Conclusion and Significance

This study demonstrates that PAF1 regulates LDHA expression through a HIF1α-mediated mechanism, thereby promoting glycolytic metabolism and tumor progression in pancreatic cancer. The PAF1/HIF1α axis plays a key role in the metabolic reprogramming of pancreatic cancer, providing a new potential target for pancreatic cancer treatment. The findings not only reveal a new function of PAF1 in pancreatic cancer metabolism but also provide a theoretical basis for the development of anticancer drugs targeting the PAF1/HIF1α axis.

Research Highlights

1. First Reveal of PAF1’s Role in Pancreatic Cancer Metabolic Reprogramming: This study is the first to elucidate the mechanism by which PAF1 regulates LDHA expression through HIF1α, revealing its key role in the glycolytic metabolism of pancreatic cancer.
2. Specific Interaction of the PAF1/HIF1α Complex: The study confirmed the specific interaction between PAF1 and HIF1α in pancreatic cancer cells, providing a new perspective for understanding metabolic regulation in pancreatic cancer.
3. Potential Clinical Application: The discovery of the PAF1/HIF1α axis provides a new potential target for pancreatic cancer treatment. In the future, inhibiting this axis may block the metabolic reprogramming of pancreatic cancer, thereby suppressing tumor growth.
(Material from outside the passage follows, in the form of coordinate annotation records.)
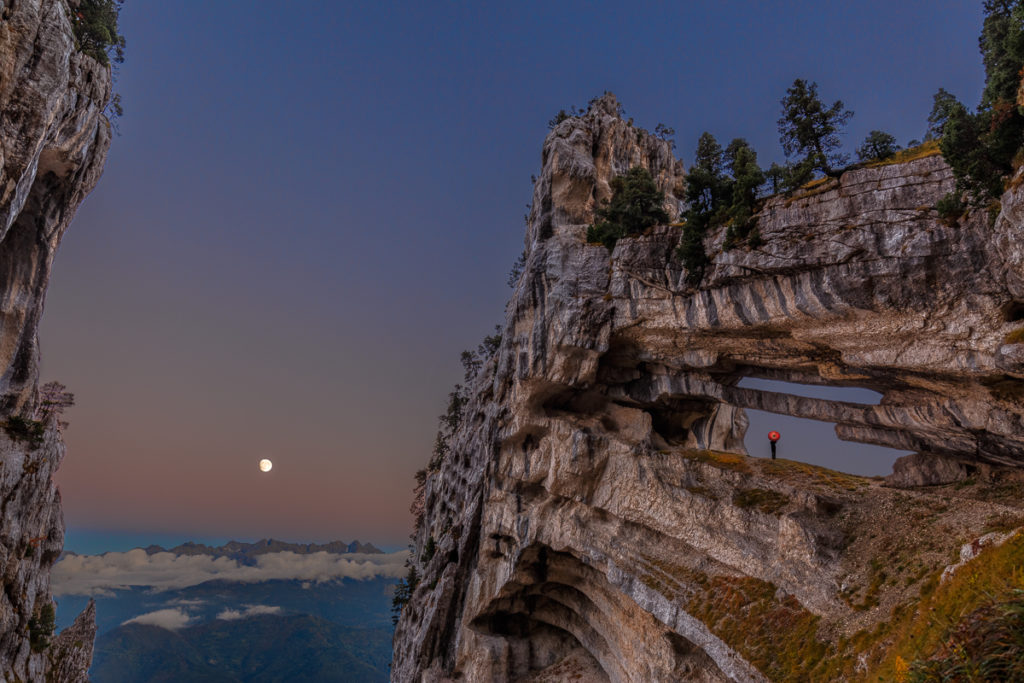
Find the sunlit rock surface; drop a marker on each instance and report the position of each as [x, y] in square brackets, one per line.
[53, 142]
[597, 515]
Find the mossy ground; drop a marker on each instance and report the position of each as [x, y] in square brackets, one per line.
[891, 547]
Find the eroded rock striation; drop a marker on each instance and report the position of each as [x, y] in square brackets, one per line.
[53, 142]
[596, 514]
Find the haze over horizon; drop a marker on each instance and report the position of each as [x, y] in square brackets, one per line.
[310, 212]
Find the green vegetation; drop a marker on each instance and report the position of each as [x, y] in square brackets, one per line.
[741, 161]
[992, 579]
[403, 592]
[912, 153]
[24, 429]
[980, 146]
[636, 204]
[722, 188]
[878, 145]
[777, 635]
[41, 627]
[96, 34]
[802, 474]
[987, 644]
[943, 104]
[810, 129]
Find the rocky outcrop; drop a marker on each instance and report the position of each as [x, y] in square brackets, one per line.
[596, 510]
[53, 142]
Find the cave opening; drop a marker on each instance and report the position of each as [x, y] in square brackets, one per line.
[1014, 311]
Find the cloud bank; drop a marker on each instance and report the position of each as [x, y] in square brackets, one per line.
[99, 574]
[251, 610]
[165, 619]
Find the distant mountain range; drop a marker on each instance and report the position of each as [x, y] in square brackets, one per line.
[313, 629]
[258, 649]
[246, 552]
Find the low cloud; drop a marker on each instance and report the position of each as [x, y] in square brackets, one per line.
[171, 620]
[251, 610]
[99, 574]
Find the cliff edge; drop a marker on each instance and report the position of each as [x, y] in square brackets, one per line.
[596, 516]
[53, 142]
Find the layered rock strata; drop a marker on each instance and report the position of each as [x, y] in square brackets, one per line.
[596, 502]
[53, 143]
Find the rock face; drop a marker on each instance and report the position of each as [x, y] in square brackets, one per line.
[53, 143]
[596, 502]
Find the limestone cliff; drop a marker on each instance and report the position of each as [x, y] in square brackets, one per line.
[53, 143]
[596, 516]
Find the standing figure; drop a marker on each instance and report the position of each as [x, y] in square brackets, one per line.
[773, 436]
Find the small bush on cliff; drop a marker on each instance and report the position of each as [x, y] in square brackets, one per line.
[636, 204]
[950, 208]
[403, 592]
[878, 144]
[985, 645]
[24, 429]
[95, 26]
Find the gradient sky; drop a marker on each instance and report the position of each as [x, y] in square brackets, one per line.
[313, 207]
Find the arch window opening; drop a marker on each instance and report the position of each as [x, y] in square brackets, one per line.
[813, 441]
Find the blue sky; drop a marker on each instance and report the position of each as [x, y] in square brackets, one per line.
[312, 208]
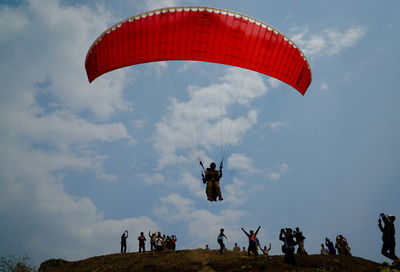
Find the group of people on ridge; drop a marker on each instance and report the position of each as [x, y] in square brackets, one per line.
[157, 242]
[254, 243]
[341, 246]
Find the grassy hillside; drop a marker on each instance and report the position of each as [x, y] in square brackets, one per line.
[212, 260]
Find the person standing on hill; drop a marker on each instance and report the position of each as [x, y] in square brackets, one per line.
[324, 251]
[252, 241]
[152, 237]
[298, 235]
[220, 241]
[265, 250]
[330, 246]
[173, 242]
[123, 241]
[142, 240]
[388, 232]
[286, 236]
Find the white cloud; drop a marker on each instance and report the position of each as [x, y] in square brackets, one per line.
[275, 125]
[179, 209]
[156, 178]
[205, 119]
[12, 21]
[41, 138]
[327, 43]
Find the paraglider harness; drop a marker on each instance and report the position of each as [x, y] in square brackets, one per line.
[203, 176]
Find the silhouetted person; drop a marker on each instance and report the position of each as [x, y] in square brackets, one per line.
[142, 240]
[211, 177]
[342, 246]
[265, 250]
[324, 251]
[298, 235]
[173, 242]
[252, 241]
[330, 246]
[388, 232]
[286, 236]
[152, 240]
[220, 241]
[123, 241]
[159, 242]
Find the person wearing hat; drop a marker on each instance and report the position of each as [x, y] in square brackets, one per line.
[212, 177]
[389, 242]
[220, 241]
[252, 241]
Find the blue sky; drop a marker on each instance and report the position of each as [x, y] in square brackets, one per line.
[81, 162]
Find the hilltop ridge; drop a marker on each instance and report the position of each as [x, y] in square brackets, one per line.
[210, 261]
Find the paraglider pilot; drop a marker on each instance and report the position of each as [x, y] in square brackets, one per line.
[211, 176]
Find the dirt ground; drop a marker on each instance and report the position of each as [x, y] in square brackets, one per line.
[210, 261]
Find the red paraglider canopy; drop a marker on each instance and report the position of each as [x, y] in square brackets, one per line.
[201, 34]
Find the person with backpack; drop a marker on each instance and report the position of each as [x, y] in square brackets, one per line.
[123, 241]
[220, 241]
[252, 241]
[211, 177]
[142, 240]
[388, 232]
[286, 236]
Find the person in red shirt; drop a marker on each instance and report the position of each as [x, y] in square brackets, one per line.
[142, 239]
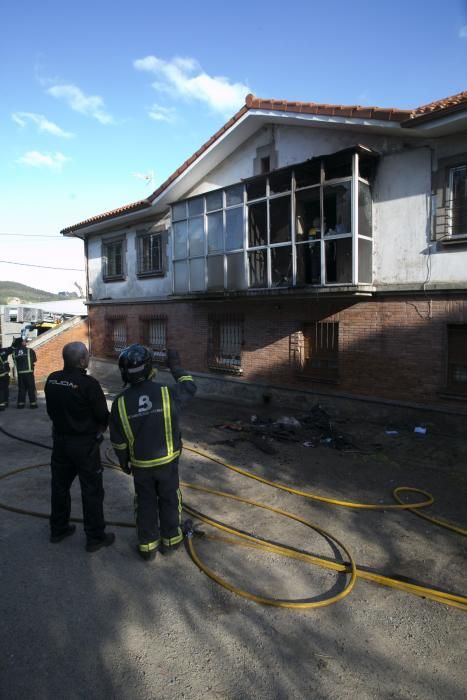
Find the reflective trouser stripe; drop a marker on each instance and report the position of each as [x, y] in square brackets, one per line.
[149, 546]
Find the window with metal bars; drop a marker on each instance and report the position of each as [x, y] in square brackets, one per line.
[457, 359]
[116, 335]
[320, 350]
[154, 335]
[225, 342]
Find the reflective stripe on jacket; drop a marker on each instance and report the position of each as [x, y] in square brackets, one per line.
[144, 421]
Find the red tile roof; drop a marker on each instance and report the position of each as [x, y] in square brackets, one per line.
[407, 116]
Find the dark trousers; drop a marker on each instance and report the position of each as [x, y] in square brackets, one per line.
[158, 505]
[4, 391]
[71, 456]
[26, 385]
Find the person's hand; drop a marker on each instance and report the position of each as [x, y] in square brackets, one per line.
[173, 359]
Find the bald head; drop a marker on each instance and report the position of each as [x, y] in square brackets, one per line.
[75, 355]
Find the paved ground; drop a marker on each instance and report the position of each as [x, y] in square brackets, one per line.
[107, 625]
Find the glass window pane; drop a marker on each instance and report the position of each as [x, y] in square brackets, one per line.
[309, 263]
[195, 206]
[279, 220]
[181, 277]
[338, 258]
[280, 182]
[215, 231]
[234, 195]
[364, 210]
[308, 225]
[180, 239]
[196, 236]
[216, 272]
[281, 266]
[365, 261]
[337, 209]
[257, 224]
[235, 272]
[234, 228]
[257, 263]
[338, 166]
[308, 173]
[256, 189]
[214, 200]
[197, 282]
[179, 211]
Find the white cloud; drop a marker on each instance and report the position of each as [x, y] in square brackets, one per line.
[90, 105]
[36, 159]
[162, 114]
[147, 177]
[184, 77]
[42, 123]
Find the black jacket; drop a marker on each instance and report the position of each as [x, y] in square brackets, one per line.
[75, 403]
[4, 364]
[24, 359]
[144, 421]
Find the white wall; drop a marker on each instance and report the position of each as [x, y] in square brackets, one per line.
[132, 287]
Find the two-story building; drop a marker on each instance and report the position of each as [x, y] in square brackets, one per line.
[308, 246]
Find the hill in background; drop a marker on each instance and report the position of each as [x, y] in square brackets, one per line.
[28, 295]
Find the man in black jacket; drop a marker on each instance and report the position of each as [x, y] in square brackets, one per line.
[77, 407]
[25, 359]
[4, 377]
[145, 434]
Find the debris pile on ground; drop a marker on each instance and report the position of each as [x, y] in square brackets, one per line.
[312, 429]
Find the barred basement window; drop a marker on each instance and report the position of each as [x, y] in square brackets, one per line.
[154, 334]
[457, 359]
[314, 351]
[117, 335]
[225, 342]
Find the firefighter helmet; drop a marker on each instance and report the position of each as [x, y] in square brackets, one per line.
[135, 363]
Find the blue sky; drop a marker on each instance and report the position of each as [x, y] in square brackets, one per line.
[101, 101]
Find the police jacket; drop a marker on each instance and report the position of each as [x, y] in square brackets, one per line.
[75, 403]
[144, 421]
[4, 364]
[24, 359]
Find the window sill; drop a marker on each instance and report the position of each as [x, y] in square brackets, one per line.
[225, 370]
[143, 275]
[453, 395]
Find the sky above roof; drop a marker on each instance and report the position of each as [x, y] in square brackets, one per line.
[102, 101]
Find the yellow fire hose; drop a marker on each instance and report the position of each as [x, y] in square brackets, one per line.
[247, 540]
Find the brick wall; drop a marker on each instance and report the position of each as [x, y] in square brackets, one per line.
[391, 348]
[49, 354]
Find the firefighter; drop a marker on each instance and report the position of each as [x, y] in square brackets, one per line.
[4, 377]
[145, 434]
[77, 407]
[25, 359]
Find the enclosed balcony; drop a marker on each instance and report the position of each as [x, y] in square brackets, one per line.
[307, 225]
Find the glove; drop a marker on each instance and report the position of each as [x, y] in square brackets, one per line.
[173, 359]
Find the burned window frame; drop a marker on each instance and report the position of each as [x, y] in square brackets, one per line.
[155, 270]
[266, 191]
[107, 245]
[159, 348]
[227, 363]
[113, 349]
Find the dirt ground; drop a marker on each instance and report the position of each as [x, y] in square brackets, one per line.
[108, 625]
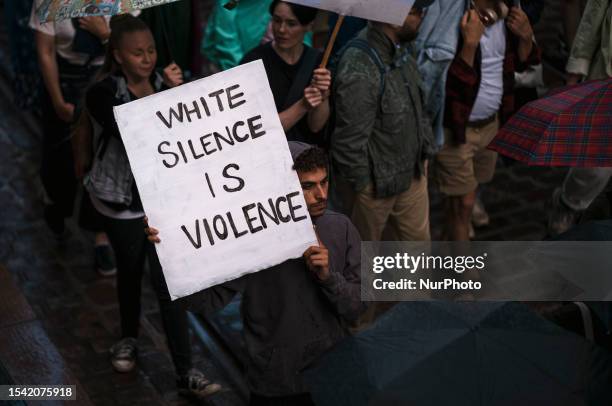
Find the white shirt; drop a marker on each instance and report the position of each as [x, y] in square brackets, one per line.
[64, 33]
[493, 50]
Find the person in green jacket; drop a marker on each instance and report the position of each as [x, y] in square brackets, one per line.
[230, 34]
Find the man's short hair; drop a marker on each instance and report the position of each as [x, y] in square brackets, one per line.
[310, 160]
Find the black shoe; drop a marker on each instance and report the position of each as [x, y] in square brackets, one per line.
[105, 263]
[123, 354]
[195, 384]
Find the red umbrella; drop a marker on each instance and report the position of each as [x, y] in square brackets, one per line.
[571, 127]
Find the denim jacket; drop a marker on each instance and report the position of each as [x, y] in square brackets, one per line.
[110, 178]
[435, 49]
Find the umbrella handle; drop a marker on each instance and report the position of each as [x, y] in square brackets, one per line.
[332, 41]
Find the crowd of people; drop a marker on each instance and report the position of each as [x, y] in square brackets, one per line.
[395, 108]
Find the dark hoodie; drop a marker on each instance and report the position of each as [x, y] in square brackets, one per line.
[290, 318]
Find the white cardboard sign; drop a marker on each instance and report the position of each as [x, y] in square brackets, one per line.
[387, 11]
[215, 176]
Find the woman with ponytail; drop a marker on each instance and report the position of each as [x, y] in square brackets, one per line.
[129, 74]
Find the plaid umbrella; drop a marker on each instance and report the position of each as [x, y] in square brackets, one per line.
[571, 127]
[55, 10]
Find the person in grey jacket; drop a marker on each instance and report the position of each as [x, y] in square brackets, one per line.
[295, 311]
[590, 58]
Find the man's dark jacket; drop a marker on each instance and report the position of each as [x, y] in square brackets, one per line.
[379, 139]
[289, 317]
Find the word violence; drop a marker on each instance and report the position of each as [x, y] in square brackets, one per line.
[252, 218]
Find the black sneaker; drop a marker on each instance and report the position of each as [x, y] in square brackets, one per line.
[123, 355]
[195, 384]
[105, 262]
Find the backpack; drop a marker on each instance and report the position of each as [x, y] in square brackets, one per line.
[383, 69]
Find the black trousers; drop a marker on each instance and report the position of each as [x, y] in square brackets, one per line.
[131, 247]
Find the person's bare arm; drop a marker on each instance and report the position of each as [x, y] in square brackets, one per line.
[317, 118]
[519, 24]
[45, 49]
Additional Valuable Information

This study also provides detailed experimental methods and data analysis processes, including shRNA knockdown, co-immunoprecipitation, and ChIP experiments, offering important references for subsequent research. Additionally, the research team validated the experimental results using multiple cell lines and tissue samples, ensuring the reliability and generalizability of the study.